I pointed out that I didn't send it. I made it, but I didn't send it. "Blame your brother," I told my aunt.
"Cripes!" she says. "Don't ever send me another video. You don't know the headaches I went through to download that thing."
Did you watch it?
"Watch it? I had my ISP zap it off my email account. I was getting account errors, quota errors, you name it!"
But it didn't end there. My dad kept sending this five meg video around. More calls ensued. Angry emails came in from my cousins, uncles, aunts. The gist: don't ever send us a video again.
I'm thinking: cripes, my family is cracked. It's just a five meg video, for chrissake!
But who knows.
Anyway, moral of the story. Normal people do not send videos. Morons (like me) start the ball rolling and actually email videos. But, no, no one sends videos. It's just marketing bullshit.

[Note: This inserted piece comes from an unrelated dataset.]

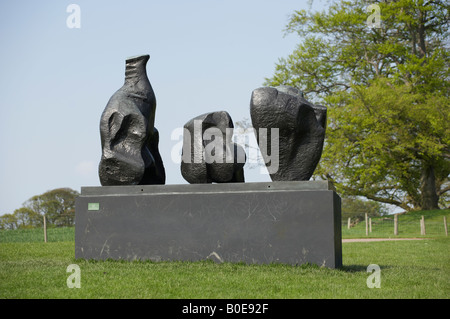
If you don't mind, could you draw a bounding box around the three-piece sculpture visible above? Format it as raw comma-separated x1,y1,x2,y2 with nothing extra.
75,55,342,268
99,55,327,186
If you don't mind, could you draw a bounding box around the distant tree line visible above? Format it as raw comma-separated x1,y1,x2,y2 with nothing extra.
0,188,79,229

There's still ill-will about the videos. I didn't think it was a big deal. And I apologized all around. But the damage has been done.
Question: What's the advantage to this MP3 recorder over a minidisc recorder?
I know both recorders use types of compression, but wouldn't your standard MD player offer better overall quality?
(DAT would obviously be better, but I'm trying to figure out why anyone would use this thing over an MD recorder and a decent mic.)
This isn't meant to be a flame or a troll -- I'm curious. I realize MD is limited to the amount of time on an MD tape, but I've used MD to record a lot of Dylan concerts, and always -- almost always, at least -- the sound is superb. The few times the sound hasn't been superb has been my own fault -- cheap mic, bad seating, etc.